The return matters because the first edition clearly landed. Afthonia’s November 2025 debut pulled in a vibrant crowd of shoppers, and that kind of turnout is what turns a one-off pop-up into a format. BN Style called that first sale a significant milestone and one of the pioneering events of its kind in Lagos, linking it directly to slow fashion, textile-waste reduction, and support for local designers and artisans. In a city where sample sales can easily become just another bargain hunt, Afthonia has carved out a sharper lane.

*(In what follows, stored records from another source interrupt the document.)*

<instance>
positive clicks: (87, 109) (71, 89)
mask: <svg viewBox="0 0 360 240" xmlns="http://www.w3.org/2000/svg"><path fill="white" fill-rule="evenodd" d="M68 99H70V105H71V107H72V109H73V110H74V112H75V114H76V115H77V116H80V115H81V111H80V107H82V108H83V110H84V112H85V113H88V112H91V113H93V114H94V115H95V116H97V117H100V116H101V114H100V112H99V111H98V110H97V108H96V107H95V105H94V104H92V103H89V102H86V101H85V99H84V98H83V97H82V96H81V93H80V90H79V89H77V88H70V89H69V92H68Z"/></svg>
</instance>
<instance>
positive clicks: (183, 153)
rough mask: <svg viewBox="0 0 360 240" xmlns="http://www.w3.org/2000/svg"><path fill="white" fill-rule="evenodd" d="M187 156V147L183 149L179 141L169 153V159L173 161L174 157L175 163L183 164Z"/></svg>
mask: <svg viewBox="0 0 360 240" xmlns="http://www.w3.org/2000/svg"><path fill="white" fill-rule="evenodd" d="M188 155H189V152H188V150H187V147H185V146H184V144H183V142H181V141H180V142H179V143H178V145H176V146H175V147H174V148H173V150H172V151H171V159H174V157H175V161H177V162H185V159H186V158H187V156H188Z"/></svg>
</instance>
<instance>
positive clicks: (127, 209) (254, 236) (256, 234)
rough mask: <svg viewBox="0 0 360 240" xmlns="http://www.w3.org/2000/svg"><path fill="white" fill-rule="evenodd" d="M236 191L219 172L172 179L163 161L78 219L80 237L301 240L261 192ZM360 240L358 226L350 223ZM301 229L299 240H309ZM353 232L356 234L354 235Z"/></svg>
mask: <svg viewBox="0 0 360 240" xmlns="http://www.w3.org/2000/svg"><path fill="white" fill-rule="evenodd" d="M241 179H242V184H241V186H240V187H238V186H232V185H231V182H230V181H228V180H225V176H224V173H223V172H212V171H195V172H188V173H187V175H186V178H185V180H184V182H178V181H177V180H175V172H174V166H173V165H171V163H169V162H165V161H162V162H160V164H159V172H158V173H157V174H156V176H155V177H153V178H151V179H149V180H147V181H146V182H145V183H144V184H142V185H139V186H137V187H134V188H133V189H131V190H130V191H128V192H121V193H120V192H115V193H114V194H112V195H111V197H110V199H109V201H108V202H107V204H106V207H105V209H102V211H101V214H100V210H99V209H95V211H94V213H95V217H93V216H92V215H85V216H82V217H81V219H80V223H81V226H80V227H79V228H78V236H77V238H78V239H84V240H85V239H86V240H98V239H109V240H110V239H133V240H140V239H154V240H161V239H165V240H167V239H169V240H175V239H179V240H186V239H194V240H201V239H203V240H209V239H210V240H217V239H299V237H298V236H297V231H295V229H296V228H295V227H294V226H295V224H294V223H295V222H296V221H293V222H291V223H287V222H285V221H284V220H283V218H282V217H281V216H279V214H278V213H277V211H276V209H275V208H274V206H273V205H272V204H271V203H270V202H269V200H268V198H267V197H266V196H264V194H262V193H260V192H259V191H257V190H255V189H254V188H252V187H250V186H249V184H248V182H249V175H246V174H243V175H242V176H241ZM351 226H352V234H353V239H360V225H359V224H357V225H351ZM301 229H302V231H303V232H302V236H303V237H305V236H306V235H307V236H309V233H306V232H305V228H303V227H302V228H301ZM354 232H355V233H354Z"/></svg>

That lane is circular fashion, and Afthonia Textiles is building around it with intent. The social enterprise describes its work as advocacy, recycling, and upcycling of textile waste, and it ties its mission to UN Sustainable Development Goals 12 and 13, responsible consumption and production, and climate action. Yomi Odutola, listed as CEO and founder, co-founded Afthonia in 2022, while Eneni Oduwole sits on the advisory board with a background in risk and sustainability management. The structure matters. This is not just a sale. It is a mechanism for moving garments back into circulation instead of letting them sit, stale and untouched, in stockrooms or landfills.

AI-generated illustration
AI-generated illustration

The bigger context is hard to ignore. A 2025 UK-Nigeria circular fashion pathway report cited a 2021 figure showing Nigeria imported $176 million worth of second-hand clothes, and it noted that a portion of that clothing is unusable and ends up as waste through dumping, landfill, and open burning. That is the mess Afthonia is operating in, and why events like this carry more weight than a typical retail activation.

Afthonia’s inclusion in those ecosystem discussions says a lot about where the brand sits now. It is operating at the overlap of fashion, waste, and local commerce, which is exactly where Lagos needs more action. A strong sample sale will always get shoppers in the door, but this one is trying to do something harder: make discount culture serve a cleaner, more local fashion economy.